GAZA/WEST BANK (Reuters) – Political and physical divisions between Palestinians in the West Bank and Gaza have induced two very different responses to the coronavirus pandemic, with a strict lockdown in the first and crowds milling about freely in the second.
In the Israeli-occupied West Bank, which has 250 recorded cases of the COVID-19 lung disease, a lockdown on public life was swiftly imposed – Bethlehem was sealed off after the first outbreak in March and a state of emergency declared.
But in the Gaza Strip, a densely populated coastal enclave, there have been few restrictions on movement and people packed into public markets and beaches, with few wearing masks against the risk of coronavirus contagion.
Forty km (25 miles) apart and separated by Israel, the West Bank and Gaza have no direct link between them.
Gaza, measuring 375 sq km (145 square miles), is home to around two million Palestinians. Since 2007 it has been under the control of the Islamist militant group Hamas, bitter rivals of President Mahmoud Abbas’s more secular Palestinian Authority whose power base is in the West Bank.
Smaller and poorer, Gaza has for years been under a blockade by Israel, which cites security concerns to stop weapons and money reaching Hamas. Gazans say the blockade has crippled their economy and undermined the development of medical facilities, weakening their ability to face a pandemic.
But the geographical isolation that Gazans chafe against may also have helped stem the entry of the new coronavirus, with only 13 reported cases. All are at quarantine facilities.
Hamas says health conditions make a full lockdown unnecessary in Gaza, but it has closed schools, mosques and wedding halls and banned large street gatherings.
However, public markets remained busy this week. “We will stay home (to avoid coronavirus) when they give us money, food, aid and diapers, our children want to eat,” greengrocer Ahmed Al-Nahal said in the Beach Camp market.
But many fear disaster if the coronavirus penetrates further into the teeming Mediterranean enclave.

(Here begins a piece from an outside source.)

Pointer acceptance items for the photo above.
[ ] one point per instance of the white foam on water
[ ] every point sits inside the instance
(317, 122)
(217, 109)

Scenes of crowds on beaches last weekend provoked criticism on social media, prompting Hamas to deploy police along the coast urging people not to gather.
“I kept my mouth shut last week but I’m genuinely concerned for Gaza, my family and people here,” Gaza journalist Omar Ghraieb tweeted. “Do we think we are invincible?”
Eyad Al-Bozom, a Hamas interior ministry spokesman, said: “We will not hesitate to impose a curfew if we have to…We are taking necessary decisions in accordance with our daily evaluation.”
The reaction has been different in the West Bank, where the Palestinian Authority exercises limited self-rule over around 3 million Palestinians living alongside Israeli settlements and military bases.
President Abbas ordered tight restrictions that left some West Bank towns nearly deserted except for shoppers going to groceries and pharmacies.
Some flouted the lockdown, prompting security forces to seize their cars, and to intervene last week after hundreds of government employees gathered outside banks to draw salaries.
Palestinian labourers also angered the authorities after reports that they had become infected in Israel then sneaked back into the West Bank, bypassing Israel’s military barriers and Palestinian health officials.
“There are health measures that must be heeded to prevent the spread of the coronavirus.” said Ghassan Nimer, a Palestinian Interior Ministry spokesman.